Hazard égaye les papilles des fins gourmets
La troisième étape de la préparation laisse la part belle à l'improvisation stylistique. Le quatuor Willian-Ramires-Hazard-Eto'o profite de cette carte blanche pour se régaler. Et faire saliver leurs supporters. Le premier se contente de servir les bons plats, parfois avec un peu de retard. Bien servi à la 27ème minute par Matic, l'international brésilien mettra un temps impardonnable pour effectuer LA passe à un Ramires libre de tout marquage. Professionnel et loyal, son compère de sélection ne lui en tiendra pas rigueur et livrera une prestation de grande classe. Les deux derniers membres du clan des solistes se distingueront par leurs gestes venues d'ailleurs. Les protections de balles permettant une gestion parfaite des temps forts et des temps faibles pour le patriarche Eto'o. Des accélérations de feu, des coups de rein ronaldesques - en référence au seul, l'unique attaquant brésilien - et cinq talonnades humiliantes pour le juvénile Hazard. L'international belge mystifiera tout au long de la rencontre ses différents adversaires se présentant face à lui. Seul ou à plusieurs, les coéquipiers du captain' Kompany - à la dérive ce soir-là - ne réussiront pas à mettre en sommeil un artiste en pleine période d'affirmation de soi.
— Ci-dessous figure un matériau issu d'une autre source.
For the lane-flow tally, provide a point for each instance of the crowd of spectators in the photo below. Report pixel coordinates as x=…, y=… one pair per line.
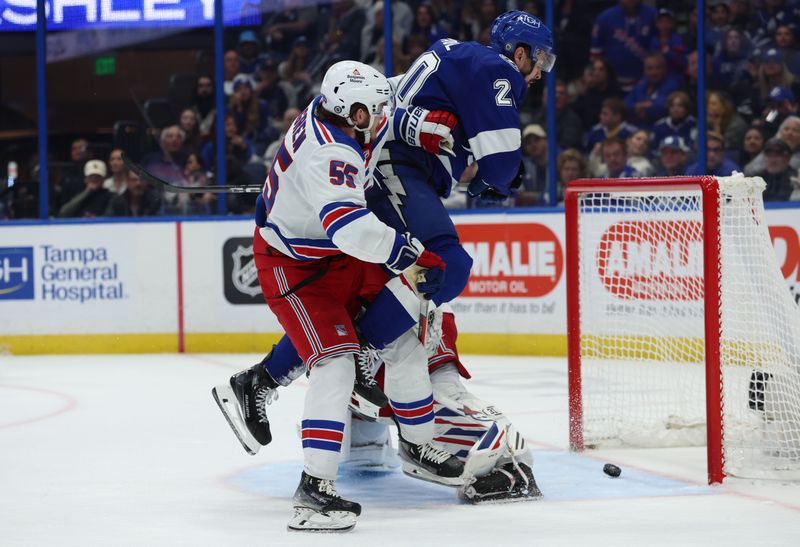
x=625, y=98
Paradoxalement, ce sera un défenseur qui concrétisera les efforts conjugués de ses coéquipiers.
A un quart d'heure de la mi-temps, "Samu" se rappelle au bon souvenir des années intéristes sous l'ère Mourinho. En position d'arrière gauche, l'international camerounais lance Eden Hazard dans le couloir. L'ancienne star du Stadium nord de Villeneuve d'Ascq protège le ballon puis trouve Ramires à vingt mètres des cages mancuniennes. Le brésilien transmet le ballon à Ivanovic. L'arrière droit intervient une première fois en tant que relais pour décaler un Hazard supersonique qui centre en retrait vers un coéquipier. Contré par Kompany, le ballon retombe dans les pieds d'Ivanovic. Seul à vingt mètres de la cible, le serbe au postérieur beyoncesque endosse cette fois le costume du premier rôle pour trouver le petit filet opposé de Joe Hart. Une goutte de Tabasco que ses adversaires digéreront avec une difficulté inédite cette saison. Pis! Eto'o, puis Matic - d'une frappe limpide des trentes mètres - et Cahill sur corner trouveront tour à tour le montant des cages gardées par l'international anglais. Malgré ce manque d'efficacité, Chelsea conservera son avantage jusqu'au coup de sifflet final de Mike Dean.
Les hommes de José Mourinho ont privé les spectateurs de l'Etihad Stadium d'un but de leur équipe préférée en guise de dessert mancunien ce soir, une première depuis soixante-trois rencontres. Avec cette victoire, Chelsea revient à deux points de son adversaire du soir et d'Arsenal. La quête du titre est relancée pour les Blues. Vous reprendrez très vite un peu de Mourinho.